Both Collibra and Snowflake play a critical role in supporting successful digital transformation strategies across a wide range of industry verticals. Each helps their customers make more effective data-driven business decisions, but do so in ways that are interdependent. Together Collibra and Snowflake bring joint value to their customers through their complementary cloud platforms. This is why we are excited to be a part of the highest level of partnership with Snowflake, a Snowflake Elite Partner.
The value of Snowflake and Collibra
Clients use Snowflake when they are looking for an agile, scalable platform to aggregate, store and analyze data collected from across their data silos. In building out that kind of capability – a cloud-native enterprise data platform – organizations need to ensure data is properly governed so that it can be easily found, understood, trusted, accessed securely, or shared. This is where Collibra excels – in curating and managing the metadata needed to make that happen.
Mutual customers use Collibra to automatically harvest technical metadata (describing the data stored in Snowflake) and supplement that with insights from data owners, stewards, policy experts and consumers. Collibra supports auto classification of data, enabling users to identify sensitive and personally identifiable data assets in their Snowflake environment. Collibra also automatically tracks end-to-end data lineage from data consuming applications all the way through to source systems. For example, Collibra can track data from business intelligence (BI) reports and dashboards (created using tools like Tableau, Microsoft PowerBI or Google Looker) to specific Snowflake data tables and columns, source systems used to populate those tables, and any ETL or analytical processes along the way.

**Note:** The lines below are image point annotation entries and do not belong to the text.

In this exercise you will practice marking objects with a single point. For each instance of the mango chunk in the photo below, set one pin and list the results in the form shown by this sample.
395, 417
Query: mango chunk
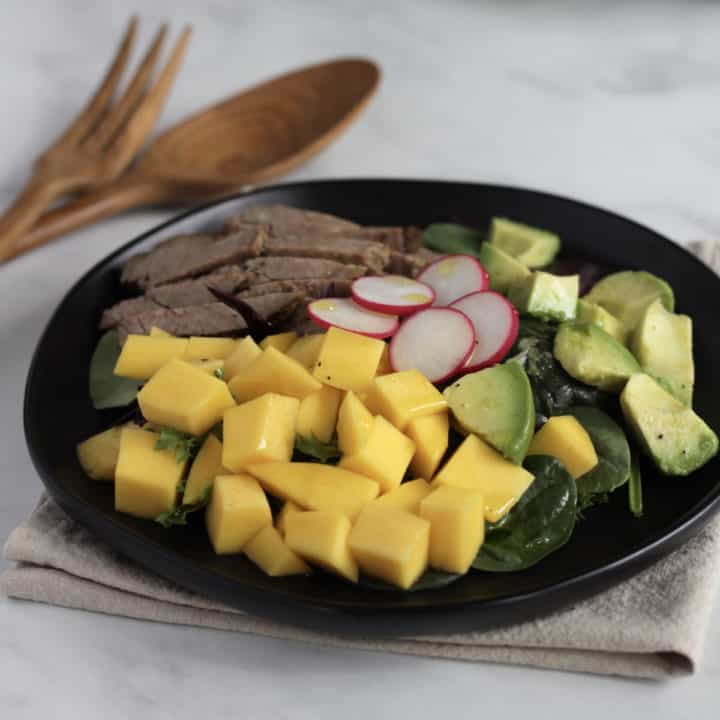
318, 413
159, 332
456, 517
430, 435
237, 511
348, 361
406, 497
313, 486
563, 437
98, 454
477, 466
384, 456
142, 356
391, 544
306, 349
246, 350
146, 479
321, 537
206, 466
261, 430
270, 553
280, 341
403, 396
288, 508
202, 348
184, 397
354, 424
273, 371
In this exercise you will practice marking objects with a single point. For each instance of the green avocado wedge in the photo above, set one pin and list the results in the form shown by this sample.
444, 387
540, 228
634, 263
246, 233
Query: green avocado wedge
496, 404
676, 438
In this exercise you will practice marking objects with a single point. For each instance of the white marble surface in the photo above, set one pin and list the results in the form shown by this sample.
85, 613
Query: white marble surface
614, 103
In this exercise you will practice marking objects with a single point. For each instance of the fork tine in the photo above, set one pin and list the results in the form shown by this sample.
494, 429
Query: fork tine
129, 139
125, 106
102, 96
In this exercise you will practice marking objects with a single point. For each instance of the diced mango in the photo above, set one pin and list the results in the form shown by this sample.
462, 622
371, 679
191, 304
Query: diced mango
288, 508
142, 356
98, 454
261, 430
280, 341
210, 367
306, 349
202, 348
403, 396
390, 544
405, 497
318, 412
316, 487
237, 511
159, 332
430, 435
563, 437
456, 517
354, 424
246, 350
206, 466
384, 456
146, 479
270, 553
273, 371
348, 361
477, 466
184, 397
321, 537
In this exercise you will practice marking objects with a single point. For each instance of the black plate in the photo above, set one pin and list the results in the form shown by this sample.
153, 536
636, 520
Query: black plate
607, 546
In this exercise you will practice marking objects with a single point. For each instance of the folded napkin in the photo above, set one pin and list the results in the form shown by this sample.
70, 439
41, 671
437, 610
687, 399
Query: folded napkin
650, 626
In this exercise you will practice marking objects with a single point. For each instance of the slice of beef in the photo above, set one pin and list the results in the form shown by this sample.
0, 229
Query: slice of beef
290, 268
187, 256
213, 318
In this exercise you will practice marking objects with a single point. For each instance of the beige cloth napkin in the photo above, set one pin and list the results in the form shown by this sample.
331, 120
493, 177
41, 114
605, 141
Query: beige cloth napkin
650, 626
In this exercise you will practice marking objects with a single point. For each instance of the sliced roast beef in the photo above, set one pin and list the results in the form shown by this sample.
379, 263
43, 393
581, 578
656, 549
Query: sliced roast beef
209, 319
187, 256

This kind of intelligence helps organizations leverage data as a strategic asset – guaranteeing it is properly governed to assure quality, promote consistency, and mitigate operational risks from potential data misuse or misappropriation.
The challenges of scaling data and analytics
The modern enterprise uses data to gain a richer and deeper understanding of its business operations. But invariably, they require aggregating data from multiple applications, systems and sources. Snowflake has proved highly successful in enabling that – offering an agile, scalable platform to store and analyze enterprise data.
However, by aggregating data from across the enterprise, organizations will face challenges relating to:
Data discovery. More data sources and greater varieties and velocity of data inevitably means more difficulty finding the right data.
Data quality and consistency. Concerns for data quality and consistency arise due to the sheer volume of data, as well as the multitude of data sources within an enterprise.
Compliance. Sharing data using traditional ETL pipelines and integrations, even within the bounds of an organization, is not straightforward. Rules and policies around data privacy, security and sovereignty will impact who is entitled to access certain data sets. Lack of knowledge in this area can pose serious liabilities.
Collibra and Snowflake: enabling the data-driven enterprise
The partnership between Collibra and Snowflake enables data-driven enterprises to unlock the value of scalable cloud technologies for storing and analyzing more data, while assuring trust in data and analytics through proper governance.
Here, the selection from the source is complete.